Stanford Machine Learning video note WEEK6 on machine learning recommendations Advice for applying machines learning

Source: Internet
Author: User

We will learn how to systematically improve machine learning algorithms, tell you when the algorithm is not doing well, and describe how to ' debug ' your learning algorithms and improve their performance "best practices". To optimize machine learning algorithms, you need to understand where you can make the biggest improvements. We will discuss how to understand the performance of a machine learning system with multiple parts and how to handle skewed data.

Evaluating a hypothesis

Imagine what you would do next when you trained a model that had a lot of bias in predicting the data.

This takes time to achieve, but it can help you a lot, so that you do not blindly make decisions to improve the algorithm, but rather visually see which is effective for the Ascension algorithm.

We divide the data into two sets, Training set (70%), Test set (30%)

The algorithm evaluates the process as follows:

1. Learning parameters from training set (by minimizing error J (theta));

2. Calculate the test Error J (tests).

Here is how the error is calculated for linear regression and classification problems:

Model Selection and Train/validation/test sets

Selecting a training error from multiple assumptions can only indicate that it has a good fit effect on the training set, it may also be overfit, and then cause prediction to be poor.

So here we divide the dataset into 3:

Here is an example of previous house price forecasts.

The calculation method for each error type is as follows:

Model Selection Method:

1. Use training Set minimization Jtrain (theta) to get the parameter theta;

2. Using the parameters of the training, the error is calculated on the cross Validation set, and the model of minimizing JCV (theta) is found as the final model of the training;

3. The test set is used to calculate the generalization error on the trained model, and the evaluation algorithm is good or bad.

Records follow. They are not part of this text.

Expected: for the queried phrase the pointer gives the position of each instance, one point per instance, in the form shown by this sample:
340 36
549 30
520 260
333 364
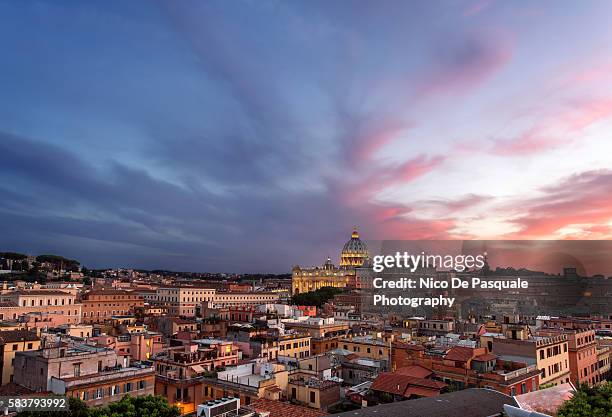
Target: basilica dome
355 252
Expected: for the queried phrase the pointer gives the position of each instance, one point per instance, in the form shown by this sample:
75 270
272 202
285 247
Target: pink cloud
526 144
466 63
458 204
583 199
476 8
557 130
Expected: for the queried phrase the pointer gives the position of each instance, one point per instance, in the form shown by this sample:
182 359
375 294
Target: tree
148 406
316 298
76 408
589 402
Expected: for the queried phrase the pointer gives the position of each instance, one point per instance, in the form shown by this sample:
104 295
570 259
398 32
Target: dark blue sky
252 135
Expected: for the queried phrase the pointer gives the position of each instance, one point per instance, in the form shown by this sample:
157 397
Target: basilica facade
354 255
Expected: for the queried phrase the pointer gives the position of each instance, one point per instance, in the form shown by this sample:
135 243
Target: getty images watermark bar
40 403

Diagnosing Bias vs. Variance

We've all talked about Underfit and Overfit before that. So when your model results are not ideal, how can you tell what kind of situation is happening?

High Bias (underfit): Training error Jtrain and cross-validation Jcv are highly, jcv~jtrain

High Variance (Overfit): Jtain is small, JCV is large and >>jtrain.

Regularization and Bias/variance

The following explains how to choose regularization parameter to avoid underfit and overfit.

In addition to our objective function, the other jtrain, JCV, and jtest are not calculated using lambda, and the formula is calculated as above.

Selection process:

1. List all possible lambda values, and the teacher recommends a twice-fold increase in value each time.

2. Create a hypothesis model, H (Theta).

3. Traverse all lambda to learn the parameters via Minj (theta).

4. In the CV set use the training parameters theta Calculate the error JCV, select the theta that make JCV minimum;

5. Test the generalization error on test set with the learned theta parameter.

The following is a function image of JCV and jtrain about lambda. Note: We are only using lambda in objective funtion J (theta), not Jtrain and JCV.

It can be seen that as the lambda increases, the jtrain is monotonically increasing, while the JCV decreases to a inflection point and then increases.

And we need the algorithm to have a small JCV, here is a "just right", that is, the JCV of the minimum point, is the lambda we need to select.

Learning Curves

The error and training set size are used as function images as learning cruvers.

The following is the case where the algorithm is in high deviation (underfit).

The judgment model is in high Bias:

Sample less: Jtrain low, JCV high;

More samples: Jtrain, JCV are high, and Jtrain ~JCV

If the algorithm is in high bias, adding more training samples will not be much help to improve the model.

The following is the case where the algorithm is in high variance (Overfit)

The algorithm is in high variance:

Sample less: Jtrain low, JCV high;

Multiple samples: Jtrain Rise and rise, jcv decrease and decrease, jtrain < JCV and size are obvious.

If the algorithm is in high variance, it can be helpful to increase the training sample.

Deciding do Next revisited

Review the questions raised at the beginning of this lesson and how to improve your algorithm? After the discussion above, we can get the following conclusions:

On the Underfit and overfit of neural networks and their solutions.

The above discussion is very important to build a good machine learning algorithm, and can save a lot of time, less detours.

Stanford Machine Learning video note WEEK6 on machine learning recommendations Advice for applying machines learning

Related Article

Contact Us

The content source of this page is from Internet, which doesn't represent Alibaba Cloud's opinion; products and services mentioned on that page don't have any relationship with Alibaba Cloud. If the content of the page makes you feel confusing, please write us an email, we will handle the problem within 5 days after receiving your email.

If you find any instances of plagiarism from the community, please send an email to: info-contact@alibabacloud.com and provide relevant evidence. A staff member will contact you within 5 working days.

A Free Trial That Lets You Build Big!

Start building with 50+ products and up to 12 months usage for Elastic Compute Service

  • Sales Support

    1 on 1 presale consultation

  • After-Sales Support

    24/7 Technical Support 6 Free Tickets per Quarter Faster Response

  • Alibaba Cloud offers highly flexible support services tailored to meet your exact needs.